Friday, August 18, 2006

Real Estate Rocks

If there is one thing that banks like lending you money for it is real estate. There is only a finite amount of real estate on this planet, the government can't just print more of it, the global population is growing and lunar apartments are not imminent yet. Just a few high level reasons why real estate is a great investment.

But I don't like getting my hands dirty so I won't be buying any land anytime soon. But what about real estate companies I could invest in? Here are two:

British Land

BLND is the giant of the two with a market cap. of £7 billion. It is what you might call a classic real estate company with a balanced portfolio of office and retail buildings. BLND regulary buys and sells assets in order to reshape its portfolio and lock in profits.

BLND trades below its net asset value of £8.4 billion but this is normal for real estate companies. The underlying PE is about 35 and the growth rate is about 15%. This seems expensive but then this is an asset situation. The dividend yield is about 1.4%.

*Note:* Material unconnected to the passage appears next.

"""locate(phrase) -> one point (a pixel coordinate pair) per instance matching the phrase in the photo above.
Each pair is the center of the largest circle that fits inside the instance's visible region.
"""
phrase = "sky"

Here is the latest chairman's statement:

"The year has started well for both British Land and the property markets. We continue to be active on both sides of the balance sheet and remain confident of our prospects." Sir John Ritblat.

A typically bland but pleasant statement at it is always nice to have a knight at the helm!

Big Yellow Group

BYG is a company I have spoken about it before, having held it for a few months last year. Unfortunately I sold it at about 230p and now it is at 440p! But is it still good value?

BYG is a self-storage company. They buy about 10 prime-location warehouses a year and convert them into self-storage facilities where the storage renter does all the work and they just maintain the facility and make a large profit. It is a great business model and unfortunately the market realised this while I did not own any.

So is it still a buy?

Here are the fundamentals:

Growth rate: 20%
Shares outstanding: 113 million
Yield: 1.1%
Trailing PE: 50
NAV: 300p per share
Market Cap. ~£500 million

Most recent chairman statement:

"The Group continues to make good progress in revenue growth both like for like and through new store openings. We now look forward to executing our extensive store opening programme over the next few years." James Gibson CEO

Again a bland but nice statement.

So how do you compare the two? I would say that BLND is the safer of the two as the PE is smaller, the market cap., is over ten times bigger and the business model would be less affected by a recession. I can imagine in hard times businesses and consumers would remove their self storage costs as one of their first cost cutting initiatives. However shops can hardly stop renting their premises, and businesses can hardly give up their offices.

BYG is a great business but its PE is high and it trades at a premium to its net asset value. I will keep it in my wish list but BLND looks like the rock solid choice for now.

Thursday, August 10, 2006

Mad Cramer

Life has been hectic recently but Jim Cramer has motivated me to break my radio silence.

I just can't believe how dangerous this guy is to people's portfolios.

Back in January Jim was recommending to viewers that they buy eBay under $45. This was in the seemingly distant days when eBay was trading around $46.

Then eBay started its long and painful fall.

Now it seems like it could finally have bottomed out at $23. Good time to buy then? Not according to Cramer. "Sell eBay" he says, "Skype was the worst acquisition." "Skype will generate no profit and cost too much."

This is the only reason he gives. However back in January eBay had already bought Skype and since then it has met its revenue targets. And you would think an eBay that was value at $45 would be value at $25 even if it had wasted $2.6 billion?

If Jim had mentioned slowing organic revenue growth then he would have had a point but Skype?

It seems that Jim is as affected by market sentiment and recent share price moves as anyone else. It was easy to recommend eBay when it was holding its own at $46 but harder to recommend after such a long fall.

My advice is to ignore Jim and listen to Morningstar. They recommend eBay list it as a five start stock.

If only Jim was a five star stock picker.